Character: Jot some notes about your world builder, and about his or her audience. Does the person know that this world is false? Does the listener know? Are the motives pure or mingled, nefarious or chaste? What is the effect of believing? How does each person involved change?

Setting: Where do people encounter other worlds? This could also make a good craft essay. Would the Pevensie children have encountered Narnia had they not been sent into the country in “The Lion, the Witch, and the Wardrobe?”

When you are finished: Take a chance and have it published. Submit it to a periodical or website that you read. Or look on Submittable.com under “Discover” for markets and contests you might otherwise not have considered.

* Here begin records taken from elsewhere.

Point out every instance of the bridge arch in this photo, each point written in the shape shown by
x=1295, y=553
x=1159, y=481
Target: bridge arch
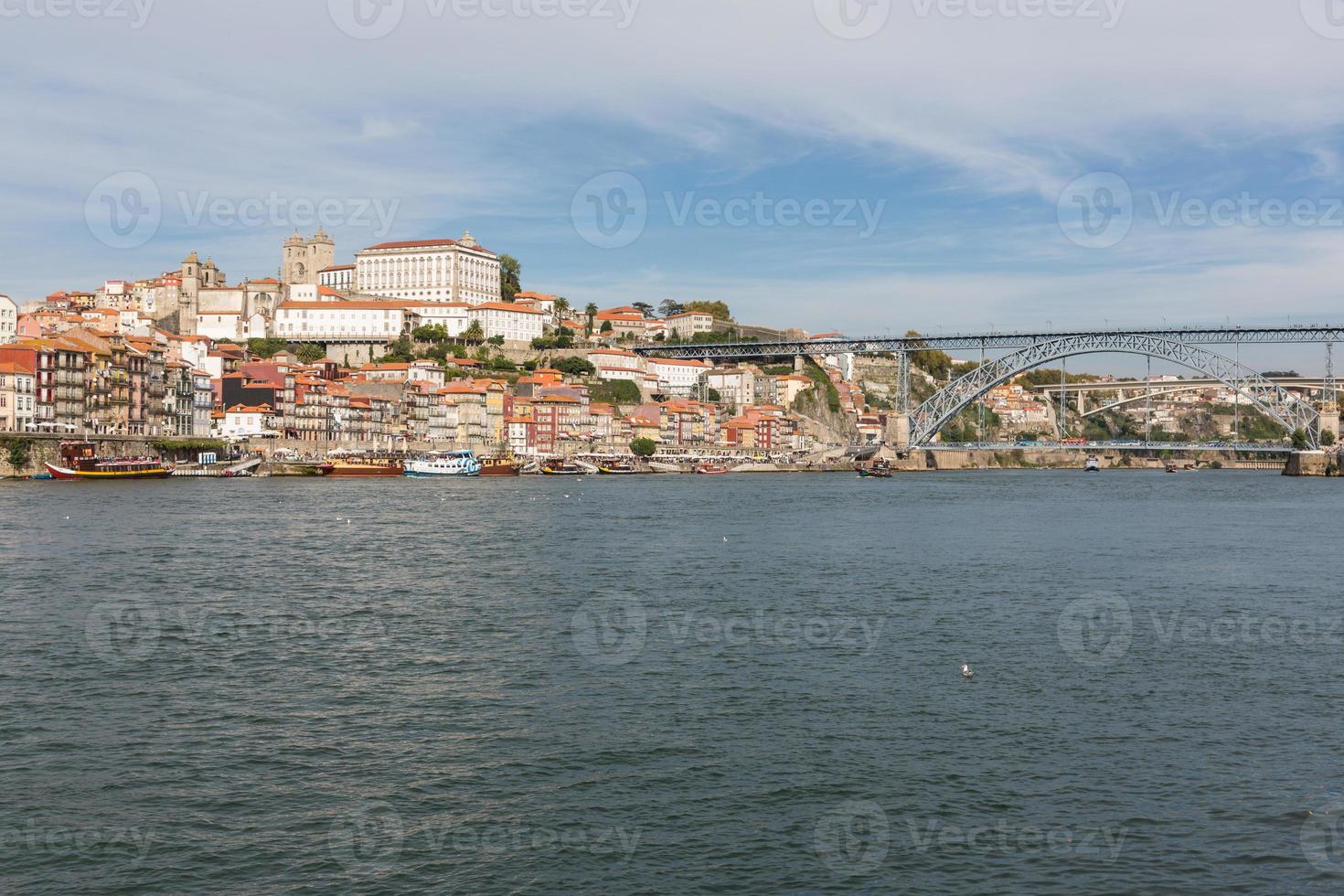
x=1273, y=400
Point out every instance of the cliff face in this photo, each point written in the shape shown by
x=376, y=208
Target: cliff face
x=826, y=425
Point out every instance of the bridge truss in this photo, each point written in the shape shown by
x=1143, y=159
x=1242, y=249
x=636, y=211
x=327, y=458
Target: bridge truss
x=1181, y=346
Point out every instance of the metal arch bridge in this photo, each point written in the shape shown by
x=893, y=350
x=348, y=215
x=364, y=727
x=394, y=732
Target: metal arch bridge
x=1180, y=346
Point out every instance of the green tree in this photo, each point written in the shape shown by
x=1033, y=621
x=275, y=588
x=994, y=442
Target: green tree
x=400, y=352
x=575, y=367
x=309, y=352
x=718, y=309
x=511, y=277
x=266, y=348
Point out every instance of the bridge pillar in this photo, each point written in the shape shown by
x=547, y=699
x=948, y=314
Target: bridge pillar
x=898, y=432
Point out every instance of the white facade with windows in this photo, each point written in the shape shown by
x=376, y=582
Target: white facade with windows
x=320, y=321
x=436, y=271
x=8, y=318
x=675, y=377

Putting It Together — Wednesday Writing Prompt

When my goddaughter was old enough to ride without a car seat, her family let her celebrate by riding home from church in my car. My car doubles, sometimes, as a purse, so in preparation, I had crammed everything that had been in the back seat into the netting behind the driver’s seat, and she was intrigued and pulled something out. “You have a lot of interesting things here! What’s this? Is it lotion?”

I could see that she was holding a tube, but I couldn’t see what it was. “I don’t remember! What does it say?” I asked.

“I don’t know. I can’t read yet.”

“I forgot! Okay, can you tell me the letters and I can spell it out?”

“Okay. I see an A, and a G, and an E, and a D-E-F….”

“This isn’t working. Why don’t you hand it to me at the red light.”

When we stopped for the red light, she handed me the tube. “Age-defying sun screen.”

“Oh!” I said, “This is what I wear in the sun, so I don’t get wrinkles.”

“Oh! I can use that!” she said. “Sometimes the tips of my fingers wrinkle.”

Putting things together from clues is an imprecise art. What one person infers from what another describes can be the catalyst for wonderful stories. The late writer Vasili Aksyonov used this technique brilliantly in his story “Papa, Slozhi,” “Daddy, Put it Together,” where a young girl spending Saturday with her father spells out words for her father to read, and in the process drops clues about another situation he needs to spell out for himself.

In Aksyonov’s work, the revelation is poignant. Modern cartoonist Nathan Pyle uses the technique humorously, referring to familiar body parts as “flavormuscle” and “mouthstones,” while making universal observations about human troubles.

Mystery writers love problems with letters. On “Columbo” the detective solves a mystery by re-arranging the stencils that a slain millionaire was going to use to paint a word on his boat. In other mysteries, a message is typed with the hands three letters off, and ripped pages with words that are incomplete are a trope.

There are also abecedarian essays and poems.  I don’t really care for these, but sometimes having to use a form makes you realize what you really do want to write. 

Writing Prompt: Letters

Write about someone figuring out what a word really is, and thereby figuring out something bigger.

Examples: A person misreads a word in a friend’s post or note in a way that reveals an underlying fear.

The rest of a word or sign is obscured, and the reader reaches a conclusion that is unfounded and debunked.

Parents spell something in front of their children, and the children conclude the wrong thing from it.

In a letter someone spells a word wrong in a way that changes the meaning, and another person reads the letter and reaches a wrong conclusion. (Example: when I was substitute teaching some young readers kept using the word “pride” out of context. It took me a while to realize they were aiming for “pretty.”)

Play around with the idea, see what you come up with and consider having it published if it’s any good.